第102話
◇◇◇
「やっぱりどの部屋も内容のわりに、賃貸が高すぎる気がするんだよねぇ」
「そうかな?こんなものじゃない?」
もう慣れてしまったせいもあるのかもしれないけれど。
「私だってわかってはいたけど実際見ると愕然としちゃった。新婚だし、そこそこ広さがあって綺麗なとこが良いんだけどなー」
翌週の土曜日。
杏里と午前中から待ち合わせして、不動産屋さんを何軒か回り、実際に物件も見せて貰った。
けれどどれも想像とはかけ離れていたようで、杏里はビールジョッキを片手に項垂れた。
「それに家電だってそこそこ良いやつ揃えたいのに。あー、結婚ってお金かかり過ぎ!」
隣県とはいえ、私たちの地元は端っこの田舎のほうだから、物件もこっちとは比べものにならないほど安い。

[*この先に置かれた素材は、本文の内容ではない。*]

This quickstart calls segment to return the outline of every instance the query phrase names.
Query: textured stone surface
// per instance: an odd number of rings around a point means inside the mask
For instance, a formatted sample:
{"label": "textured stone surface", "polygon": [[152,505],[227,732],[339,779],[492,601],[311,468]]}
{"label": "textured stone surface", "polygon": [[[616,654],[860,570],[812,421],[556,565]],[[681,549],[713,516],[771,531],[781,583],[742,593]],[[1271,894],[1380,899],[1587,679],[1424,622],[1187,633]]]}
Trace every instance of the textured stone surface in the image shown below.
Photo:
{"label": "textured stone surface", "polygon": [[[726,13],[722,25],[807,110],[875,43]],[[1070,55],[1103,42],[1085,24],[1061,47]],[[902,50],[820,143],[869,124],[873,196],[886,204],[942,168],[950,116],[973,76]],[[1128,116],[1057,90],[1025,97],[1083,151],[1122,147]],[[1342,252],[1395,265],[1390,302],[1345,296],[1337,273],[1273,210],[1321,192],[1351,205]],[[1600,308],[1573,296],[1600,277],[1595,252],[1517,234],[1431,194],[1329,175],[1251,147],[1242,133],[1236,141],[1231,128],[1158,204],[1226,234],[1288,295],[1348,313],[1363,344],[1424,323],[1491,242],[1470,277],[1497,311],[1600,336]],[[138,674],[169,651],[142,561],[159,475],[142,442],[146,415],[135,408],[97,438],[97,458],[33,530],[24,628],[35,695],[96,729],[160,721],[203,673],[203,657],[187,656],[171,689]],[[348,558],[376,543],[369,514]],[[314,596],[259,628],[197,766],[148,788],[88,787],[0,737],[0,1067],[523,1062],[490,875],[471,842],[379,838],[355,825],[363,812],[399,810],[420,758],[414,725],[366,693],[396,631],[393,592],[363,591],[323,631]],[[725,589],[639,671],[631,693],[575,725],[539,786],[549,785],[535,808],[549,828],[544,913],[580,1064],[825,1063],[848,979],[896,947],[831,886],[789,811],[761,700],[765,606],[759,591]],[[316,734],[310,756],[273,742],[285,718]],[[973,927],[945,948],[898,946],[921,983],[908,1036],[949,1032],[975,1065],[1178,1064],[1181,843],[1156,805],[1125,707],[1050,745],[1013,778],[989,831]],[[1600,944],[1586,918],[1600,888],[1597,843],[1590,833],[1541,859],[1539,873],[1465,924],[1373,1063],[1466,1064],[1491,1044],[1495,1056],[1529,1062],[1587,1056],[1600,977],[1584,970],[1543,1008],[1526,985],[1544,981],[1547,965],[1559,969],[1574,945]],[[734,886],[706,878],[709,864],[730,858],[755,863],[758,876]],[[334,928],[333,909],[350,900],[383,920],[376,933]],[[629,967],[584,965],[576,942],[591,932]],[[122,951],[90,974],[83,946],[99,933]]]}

杏里の理想とする"そこそこ"の物件だと、かなりの予算オーバーになるだろう。
「ねぇ?お金かかり過ぎって、そういえば結婚式はどうするの?やるの?」
「そっちはまだ全然。今は時間もないしとりあえず引っ越しが先で、落ち着いたら考えようって」
「そっか」
杏里が1人で物件見に来るくらいだもん。
やっぱりそれくらい今は忙しくて、結婚式どころじゃないのだろう。
「でも杏里のウェディングドレス姿みたいな。素敵だろうなぁ。あ、でも白無垢も似合いそうかも」
「ふふ、実は白無垢が着たいんだよね、私。神社での挙式に憧れてて。そこは彼とも意見が合ってるんだよね」
全然と言いながらも、もう2人の間ではいろいろ話してたりしてるんだ。
ついさっきまで落ち込んでいた杏里は何処へやら。すっかりご機嫌な表情で、ビールをぐびぐびっと飲み干した。
「おかわり頼むけど、史は?」
「ねぇ大丈夫?明日のお昼はむこうのご両親との会食でしょ?ちゃんと帰れる?」
予定がなければ私の部屋に泊めてあげれば良いのだけど、そんな大事な用があるのに帰れないどころか二日酔いでもまずい。